Richiedere rimborso IVA taxi Francia
Le spese di taxi in Francia rientrano nel regime di rimborso dell'iva
L'iva su una corsa in taxi durante un viaggio d'affari in Francia rientra in linea di principio tra le categorie di spese che possono essere rimborsate tramite il regime europeo di rimborso dell'iva. Il trasporto di persone è una delle dieci categorie standard in cui le spese per il rimborso sono classificate, e una ricevuta di taxi collegabile a un viaggio d'affari rientra in questa categoria. Lo stesso vale per altri costi legati al viaggio come carburante, pedaggi e pernottamenti, che possono essere inclusi nella stessa richiesta.
Se una ricevuta di taxi specifica viene effettivamente rimborsata dipende da ciò che la Francia consente come paese di rimborso e dai dati riportati sulla ricevuta. Alcuni Stati membri pongono requisiti aggiuntivi sul tipo di documento di prova o escludono determinate spese all'interno di una categoria di costi; questo varia da paese a paese ed è indicato nell'elenco dei Requisiti che l'Agenzia delle Entrate mantiene per ogni paese di rimborso. Durante l'elaborazione, ogni ricevuta viene quindi non solo classificata per categoria di spese, ma anche verificata rispetto a ciò che si applica specificamente alla Francia, prima di essere inclusa in una richiesta.
Su cui questo si basa
Il diritto di chiedere il rimborso dell'iva da un altro Stato membro, inclusa la classificazione in categorie di spese come il trasporto di persone, deriva dalla direttiva 2008/9/CE del Consiglio sul rimborso dell'iva ai soggetti passivi non stabiliti.
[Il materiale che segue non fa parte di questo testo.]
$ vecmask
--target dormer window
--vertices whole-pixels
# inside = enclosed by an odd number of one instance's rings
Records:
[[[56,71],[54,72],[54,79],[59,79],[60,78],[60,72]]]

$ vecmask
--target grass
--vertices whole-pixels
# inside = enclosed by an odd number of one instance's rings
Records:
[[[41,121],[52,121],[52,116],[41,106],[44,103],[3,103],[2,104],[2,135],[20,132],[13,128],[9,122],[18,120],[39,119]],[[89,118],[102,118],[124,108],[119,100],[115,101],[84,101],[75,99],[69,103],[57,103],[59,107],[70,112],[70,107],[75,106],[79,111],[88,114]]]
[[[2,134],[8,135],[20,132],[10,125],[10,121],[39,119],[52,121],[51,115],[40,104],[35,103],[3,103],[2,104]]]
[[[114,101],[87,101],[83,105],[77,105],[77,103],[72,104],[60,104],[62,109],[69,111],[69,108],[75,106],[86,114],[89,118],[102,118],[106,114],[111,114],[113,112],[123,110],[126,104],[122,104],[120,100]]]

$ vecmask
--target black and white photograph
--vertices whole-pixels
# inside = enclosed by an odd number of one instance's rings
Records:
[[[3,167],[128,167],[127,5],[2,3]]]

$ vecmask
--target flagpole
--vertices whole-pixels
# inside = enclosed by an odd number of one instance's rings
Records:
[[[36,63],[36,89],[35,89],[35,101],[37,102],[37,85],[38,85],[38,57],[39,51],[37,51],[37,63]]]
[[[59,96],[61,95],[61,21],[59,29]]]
Le condizioni e i limiti specifici che la Francia applica in questo caso — ad esempio per le spese di taxi all'interno di tale categoria — sono indicati nell'elenco dei Requisiti per il rimborso dell'iva da altri paesi dell'UE dell'Agenzia delle Entrate, per ogni paese ristrutturato
Su cosa si basa
- Agenzia delle Entrate — Requisiti per domanda di rimborso IVA da altri Stati membri UE (per paese)
- Direttiva 2008/9/CE del Consiglio (rimborso dell'IVA ai soggetti passivi non stabiliti)
- Commissione Europea — Taxes in Europe Database (TIC)
La Direttiva 2008/9/CE si trova su EUR-Lex e l'Elenco dei requisiti lo pubblica l'Agenzia delle Entrate stessa. Citiamo le fonti per ogni affermazione; non dovete crederci sulla parola.